We believe that the photogrammetry and image processing for computing the sliced area of prosthetic socket contributes to the resulted deviation. The 2D images of the remaining hand were not obtained with precisely constant distance due to the difficulty to develop a camera spinning frame. The manufacturing process of the prosthetic socket using a 3D printer will definitely follow the 3D model in CAD software. Based on the result when the study participant wore the resulting socket, the photogrammetry-3D printer method can be used as a faster and affordable fabrication technique for prosthetic hand socket manufacturing.

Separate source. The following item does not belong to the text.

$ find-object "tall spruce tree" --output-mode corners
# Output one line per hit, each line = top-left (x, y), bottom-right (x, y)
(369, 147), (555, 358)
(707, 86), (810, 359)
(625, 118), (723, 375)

In future research, while measuring socket dimension errors, it needs to compare them with several conventional sockets of the same type and use rectification techniques from previous studies on middle limb topology, especially for transradial amputation. Besides, it is suggested to build some additional equipment, such as camera spinning frames, for more accuracy when taking photos for photogrammetry. The image processing technique for computing the area of the sliced prosthetic socket will be improved to achieve better accuracy.